N.W.T. extends public health order for Tuktoyaktuk another 10 days

·2 min read
A file photo of Tuktoyaktuk, N.W.T. Health officials extended the public health order there for another 10 days Tuesday, saying the outbreak has not reached its peak in the community yet. (Mario De Ciccio/Radio-Canada - image credit)
A file photo of Tuktoyaktuk, N.W.T. Health officials extended the public health order there for another 10 days Tuesday, saying the outbreak has not reached its peak in the community yet. (Mario De Ciccio/Radio-Canada - image credit)

N.W.T. health officials are extending the public health order they issued for Tuktoyaktuk for another 10 days, citing the growing number of COVID-19 cases.

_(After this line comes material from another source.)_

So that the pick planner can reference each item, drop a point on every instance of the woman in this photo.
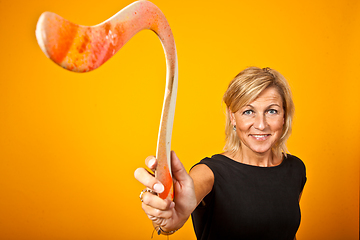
(252, 189)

"The evidence suggests that the community has not yet reached the peak of the wave of infections in the community," a Tuesday news release from the Office of the Chief Public Health Officer (OCPHO) said.

As of Monday, the OCPHO reported 99 active cases in the community of about 1,000 people. The first four cases in the community were reported Nov. 8.

The public health order was originally issued Nov. 9 for 10 days. It has now been extended until at least Nov. 29, at 11:59 p.m.

The order puts limits on indoor and outdoor gatherings, and makes wearing masks indoors mandatory. Non-essential businesses and organizations must remain closed while students attend school online. At the same time, non-essential travel in and out of the community is not recommended.

The release stated health officials expect "this extension will allow for the number of active COVID-19 infections to decrease and the risk of further community spread to drop."

Officials are also encouraging people in the community who test positive for COVID-19 and live with others, to use the isolation centre at Mangilaluk School "to protect their family or friends from further spread of COVID-19."

Kids back to school in Inuvik, where cases are stabilizing

In Inuvik, health officials are extending the current public health order until at least Nov. 22, but are also altering it to allow students to return to in-class learning as of Nov. 18.

However, extracurricular activities for children under the age of 12 are not allowed because they are considered too high risk.

Mackenzie Scott/CBC
Mackenzie Scott/CBC

Officials said they're making the changes because cases are not rising as quickly in the community as they did at the start of the outbreak.

The OCPHO reported 23 active cases in Inuvik on Nov. 12, and 20 cases Monday.